Teeshirts at the Great British Beer Festival
It’s Beer Blogging Friday. This one is hosted by the Geistbear Brewing Blog and the subject is beer festivals, a subject I have written about on this blog in a previous post, but also on my other London blog, Feral Strumpet Teatime. I’ve decided to revisit my post about the Great British Beer Festival for this month’s session.
Great British Beer Festival Ad, photo by oiyou on flickr
Upon entering the huge Earl’s Court Exhibition Centre,the first thing that greeted me, besides the overwhelming choice of beer available, was this tasteful billboard. I gave this Bishops Finger booth a wide berth, thinking, I see your finger and raise you a knuckle sandwich. The party mood evaded me from the get-go, even though it was “hat day” and most of the drinkers had on some kind of headgear– cardboard new year derbys, giant guinness pints with plush shamrock brims, white caps emblazoned with the Saint George flag and in the case of one gentleman, disco 45s taped together.

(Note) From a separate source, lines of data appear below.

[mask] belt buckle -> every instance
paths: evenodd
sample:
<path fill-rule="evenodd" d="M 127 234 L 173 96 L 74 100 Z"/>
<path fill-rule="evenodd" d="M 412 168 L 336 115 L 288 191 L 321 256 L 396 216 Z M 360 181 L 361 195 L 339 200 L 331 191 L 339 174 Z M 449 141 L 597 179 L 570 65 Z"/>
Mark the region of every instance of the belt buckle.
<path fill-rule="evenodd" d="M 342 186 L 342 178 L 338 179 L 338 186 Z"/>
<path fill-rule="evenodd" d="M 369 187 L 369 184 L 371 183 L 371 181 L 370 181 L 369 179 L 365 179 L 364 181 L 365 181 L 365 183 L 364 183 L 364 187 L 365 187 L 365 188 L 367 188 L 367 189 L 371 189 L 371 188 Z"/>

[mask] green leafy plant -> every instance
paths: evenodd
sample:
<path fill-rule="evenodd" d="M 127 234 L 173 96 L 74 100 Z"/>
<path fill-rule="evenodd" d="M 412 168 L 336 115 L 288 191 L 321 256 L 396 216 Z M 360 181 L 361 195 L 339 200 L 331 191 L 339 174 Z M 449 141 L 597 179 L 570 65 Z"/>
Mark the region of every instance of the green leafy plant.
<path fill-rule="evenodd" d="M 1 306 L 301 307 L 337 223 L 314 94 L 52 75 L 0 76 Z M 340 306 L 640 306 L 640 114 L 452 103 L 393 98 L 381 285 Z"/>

This was my first Great British Beer Festival, and I didn’t have a game plan. I did bring a friend who kept insisting with fatherly concern that I was “drinking too fast” from my third pint glass. (Note to self: don’t bring him this year!) I decided to people watch and became fascinated by the teeshirts on the drinkers and those displayed for sale. There was a strange mix of British nationalism (ie bulldogs pissing) and indulgent self-deprication (the “I ate all the pies” teeshirt.) But ultimately, it was a celebration of liver execration (see Oliver Reed themed shirts on special.)
And it was a dude kind of affair. Where is a woman’s place in this scene? (”If only these were brains” across the bust of a baby doll tee shirt.) There were women there, but we were like some alien race. (”I have the PUSSY. I make the RULES” tank top.) I felt a special allegiance with the women who were not under the arm of a man. Women who had come here because they liked beer, not because they’d been dragged along.
When 4:30 came round and the suits started rolling in, things went in the lad-derly direction– a wink’s as good as a nod–kind of direction. But before then I got some drinking in. Not as much as I would have liked. All my careful planning (light to dark, start with thirds and NO CIDER) failed me.
Having no posse to buffer the culture shock, I tried to take it all in but I needed a drink first, and fast. To get oriented I committed what felt like sacrilege, going to the international counter. It was very small and mostly featured bottled stuff, but unlike the other counters it wasn’t packed with punters. I was looking for Rogue but my country was singularly represented by Sierra Nevada. I shuddered and slid down to the German section. Behind me, all of Britain was represented and I held out my glass for kölsch. It was illogical, ridiculous really.
And then I had a dunkel.
I was about to try the Bavarian Andrechs spezial when my friend convinced me to branch out, go native. Wink wink, nudge nudge, say-no-more. The Hambleton Nightmare Porter was singularly spectacular and worth the price of admission. I only wished I’d had a whole pint of its malty comfort. I sat with two friends on the floor of the utilitarian Earl’s Court Exposition Centre, splitting a plate of buttery Wensleydale cheese and ale chutney with biscuits and a few different ales. It was perfect. For a moment I understood this English pride precisely– the urgent love of the countryside and the bounty of tradition and all that. And I wanted another beer.
My friends were set on cider and I caved– I broke my no cider rule. Why? Cider makes me drunk and does my pallet in. I had something that was quite drinkable if not memorable, and it predictably went straight to my head. I felt an achy melancholy creeping up, like when I drink champagne. The choice was either to buy an Oliver Reed tee shirt and keep up the red-cheeked work or go home. The later course won out.
I even thought of going back to the festival the next day by myself just to undo this grave error. (Does she go? Is she a goer?) This year I’ll start at the Yorkshire counter and work my way widdershins around the island, map in pocket (said the actress to the bishop).